Monday: The last glitches that prevented us from using the CCD imager last Friday have been overcome. The radio tower in the northwest was the first successful target. Guess what it looks like a lot of steel girders and supports. Joe was also able to make images of M22 and M8 which are really fine for our first attempt.

Joe also managed to establish the HOME/PARK alignment in the telescope so that we won't lose alignment every time we power down at night. Everyone who powers up and powers down will have to use this standard setup to allow us to see targets the next week without great hassle.

The "derotator" has been mounted and we have discovered that it acts as an efficient counterweight to the dew shield. We plan to leave it mounted whether it is activated or not. Mounting and dismounting it changes the telescope balance dramatically. In addition, the focal point of the system is radically changed making initializations with it removed a hassle.

Thursday: Another Meade owner tipped us off to an excellent feature. Press the sequence [STAR] [ENTER] to get a star menu.

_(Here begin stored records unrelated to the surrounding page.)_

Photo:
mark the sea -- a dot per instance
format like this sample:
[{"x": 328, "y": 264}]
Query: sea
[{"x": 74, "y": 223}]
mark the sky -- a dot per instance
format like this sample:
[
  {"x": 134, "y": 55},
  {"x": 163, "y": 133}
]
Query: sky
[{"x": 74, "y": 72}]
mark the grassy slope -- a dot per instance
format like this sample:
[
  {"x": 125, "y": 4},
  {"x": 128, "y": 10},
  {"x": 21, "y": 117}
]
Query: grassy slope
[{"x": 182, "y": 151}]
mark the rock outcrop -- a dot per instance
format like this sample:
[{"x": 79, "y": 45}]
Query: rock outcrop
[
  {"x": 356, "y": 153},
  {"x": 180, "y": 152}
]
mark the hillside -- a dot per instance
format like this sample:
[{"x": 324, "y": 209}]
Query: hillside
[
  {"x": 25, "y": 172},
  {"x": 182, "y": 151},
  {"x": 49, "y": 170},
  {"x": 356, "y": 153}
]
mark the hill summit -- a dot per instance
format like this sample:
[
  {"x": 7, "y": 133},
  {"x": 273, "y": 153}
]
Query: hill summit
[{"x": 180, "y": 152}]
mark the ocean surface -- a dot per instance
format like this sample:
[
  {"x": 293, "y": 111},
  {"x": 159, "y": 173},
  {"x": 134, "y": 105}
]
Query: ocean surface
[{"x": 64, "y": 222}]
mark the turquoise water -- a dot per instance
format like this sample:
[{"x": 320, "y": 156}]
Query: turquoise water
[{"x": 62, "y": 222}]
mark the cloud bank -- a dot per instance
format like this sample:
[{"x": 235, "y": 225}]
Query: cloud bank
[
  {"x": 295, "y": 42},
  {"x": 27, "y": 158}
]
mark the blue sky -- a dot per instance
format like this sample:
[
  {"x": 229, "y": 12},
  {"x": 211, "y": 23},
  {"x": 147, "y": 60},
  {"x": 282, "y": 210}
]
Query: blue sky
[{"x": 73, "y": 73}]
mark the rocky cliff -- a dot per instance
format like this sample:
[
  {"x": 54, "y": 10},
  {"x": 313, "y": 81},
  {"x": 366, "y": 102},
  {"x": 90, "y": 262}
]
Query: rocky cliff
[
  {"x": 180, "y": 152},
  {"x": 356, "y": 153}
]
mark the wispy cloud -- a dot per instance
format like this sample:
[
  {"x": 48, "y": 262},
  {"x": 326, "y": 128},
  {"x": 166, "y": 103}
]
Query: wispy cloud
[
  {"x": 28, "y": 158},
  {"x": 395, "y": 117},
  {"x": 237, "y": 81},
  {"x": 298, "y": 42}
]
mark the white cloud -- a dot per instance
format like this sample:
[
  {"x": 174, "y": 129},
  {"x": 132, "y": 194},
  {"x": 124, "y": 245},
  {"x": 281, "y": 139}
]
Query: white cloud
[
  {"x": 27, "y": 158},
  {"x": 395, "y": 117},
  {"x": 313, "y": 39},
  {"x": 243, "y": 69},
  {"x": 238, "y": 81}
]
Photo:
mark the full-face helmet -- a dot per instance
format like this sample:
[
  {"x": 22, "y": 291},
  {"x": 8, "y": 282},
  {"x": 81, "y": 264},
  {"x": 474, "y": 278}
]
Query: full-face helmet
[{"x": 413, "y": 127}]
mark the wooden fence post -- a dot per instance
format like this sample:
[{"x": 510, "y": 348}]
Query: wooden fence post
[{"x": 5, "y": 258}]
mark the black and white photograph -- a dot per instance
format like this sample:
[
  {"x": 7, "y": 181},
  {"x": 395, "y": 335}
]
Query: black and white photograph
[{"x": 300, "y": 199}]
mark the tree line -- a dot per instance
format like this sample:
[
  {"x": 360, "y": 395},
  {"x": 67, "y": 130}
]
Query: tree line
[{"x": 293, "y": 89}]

We are beginning to realize how little we know about There's a whole new terminology like binning, blooming, bias frames and flat fields. Much work needs to be done on setting up the CCD/flip mirror/eyepiece setup so that we have a parfocal setup. As expected, the color wheel does change the relationship of the pieces. Fortunately the 1.25" extender helps greatly with this task. We need a good focus on the CCD first will go a long way in diminishing frustrations with imaging. The HA-50 included with the CCD is an IR (infrared) blocking filter that is useful to assure correct colors are rendered with tricolor imaging using common filters that leak IR. It is also useful for general B&W imaging to minimize IR contributions that may produce unexpected results, such as nova looking stars where none exist. You screw it in next to the 416 optical window behind the special long T-thread to 1-1/4" adapter. We have a recommendation that says leave it on! It sounds like it would help with a few bothersome things, like the blooming in images of M8 and abortive attempts to image Mars last night. One problem with using the computer as a "pre display" is what's currently in the scope's eyepiece is that the flip mirror setup precludes the use of our 2" eyepieces. Using them will change the focus. It is easier to change eyepieces than take off the whole flip mirror / CCD assembly and exchange it with the 2" diagonal for lower power viewing. After I gave up on the CCD last night and did some observing, Joe had a fine time viewing M81 and M82. The thinner one (M81?) looking very nice indeed in the 12 mm Nagler. It was a nice night, even with the bright moon.

Friday: 11 people. Our visitors were unable to see anything due to the heavy cloud layer which later turned into a cloud burst. We got a chance to check out our tarpaulins when a bit of rain started to seep down the furnicular onto the floor. I was glad we had a new tarp for the computer.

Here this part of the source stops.